Some systems of spinal fixation cannot make a good spinal stabilization because of the lack of restoration of the axial central spinal pillar: classic posterior hook-rod systems and segmentally fixed-rod systems (Luque), interspinous wiring or sublaminar wiring. Also lateral mass plates and screws for the cervical spine are frequently ineffective in the treatment of progressive kyphotic deformities. Instrumentation Cotrel-Dubousset is a compact system for segmental spinal rigid making system without axial spinal pillar restoring. According to this model the best restoration of the central axial pillar is made by the systems of posterior spinal interbody fusion, or anterior spinal interbody fusion (PLIF and ALIF for lumbar spine) and the systems of spinal fusion using transpedicular screw devices.

Conclusion

A biomechanical spinal pattern consisting of one central pillar and two secondary pillars is presented here:

–an axial central pillar for stability and resistance by overlapping of the posterior third of the vertebral body continued with the pedicles and the two facets;

–a secondary anterior pillar for predominantly elastic transmission of the loading;

–a secondary posterior pillar for making rigid (anchoring as bracing wire) and blocking the torsion and translation movements.

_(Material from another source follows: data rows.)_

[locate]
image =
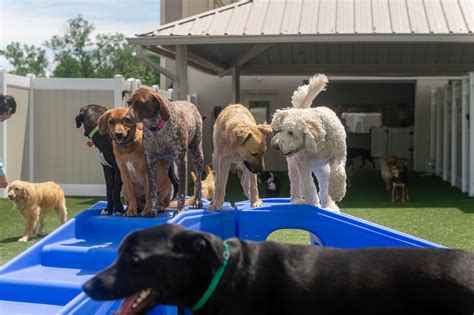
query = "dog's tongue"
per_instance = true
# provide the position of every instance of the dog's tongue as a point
(126, 307)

The current study showed that in the lumbar spine the central axial spinal pillar model was more resistant and more stable compared to the middle-column spinal model. The better stability is determined by the ’H‘ shape and the bigger cross-section surface of this central axial pillar. The centre of weight is projected inside the basal cross-section surface of the central axial spinal pillar. The increased resistance is determined mainly by the greater elasticity induced by the inclusion of the facet joints in the central axial spinal pillar model.

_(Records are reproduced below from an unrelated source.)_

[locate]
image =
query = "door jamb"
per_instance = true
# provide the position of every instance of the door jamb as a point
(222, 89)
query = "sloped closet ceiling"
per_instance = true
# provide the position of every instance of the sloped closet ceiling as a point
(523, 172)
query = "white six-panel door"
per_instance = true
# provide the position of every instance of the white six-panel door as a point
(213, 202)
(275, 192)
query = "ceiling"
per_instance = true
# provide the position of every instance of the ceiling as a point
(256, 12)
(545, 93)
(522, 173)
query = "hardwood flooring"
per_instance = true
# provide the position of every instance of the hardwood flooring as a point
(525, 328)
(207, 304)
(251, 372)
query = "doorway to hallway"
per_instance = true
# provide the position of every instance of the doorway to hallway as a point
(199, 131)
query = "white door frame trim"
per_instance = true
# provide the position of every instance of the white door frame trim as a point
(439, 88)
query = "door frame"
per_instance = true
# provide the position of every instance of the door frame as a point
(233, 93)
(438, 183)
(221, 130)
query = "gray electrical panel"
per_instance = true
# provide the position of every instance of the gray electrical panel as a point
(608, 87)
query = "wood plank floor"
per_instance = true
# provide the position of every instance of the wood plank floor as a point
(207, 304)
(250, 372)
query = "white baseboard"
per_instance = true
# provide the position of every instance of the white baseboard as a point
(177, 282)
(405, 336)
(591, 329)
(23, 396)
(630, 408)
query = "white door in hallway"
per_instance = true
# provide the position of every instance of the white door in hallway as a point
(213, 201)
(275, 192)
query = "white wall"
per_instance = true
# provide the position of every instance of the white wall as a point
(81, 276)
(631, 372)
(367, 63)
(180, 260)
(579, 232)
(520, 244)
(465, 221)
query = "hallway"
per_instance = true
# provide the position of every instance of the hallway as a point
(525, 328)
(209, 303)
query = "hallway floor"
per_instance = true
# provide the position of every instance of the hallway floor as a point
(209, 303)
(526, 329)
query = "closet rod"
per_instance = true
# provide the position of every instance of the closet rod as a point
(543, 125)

Therefore the central axial pillar in lumbar spine is the spinal structure for resistance and stability. Spinal instability appears by the disruption of the biomechanical continuity of the axial central spinal pillar determined by an anatomical lesion and endangers the static spinal stability and the spinal response to loading or/and movements, with or without spinal cord damage.

Biomechanical knowledge of spinal instability can help the prevention of postoperative instability by protecting or reconstructing the central spinal pillar. The assessment of post-traumatic spinal instability helps determine the most appropriate treatment: the complete lesion of the central pillar causes instantaneous instability and requires axial reconstruction and orthopaedic or surgical stabilization, while partial lesion of the central pillar can produce instability, depending on which central pillar segment was injured and on the extent of the secondary pillars damage.

The surgical approach also depends on the existence of spinal cord compression and the stabilization type is selected in order to eliminate the instability and according to the surgical risk.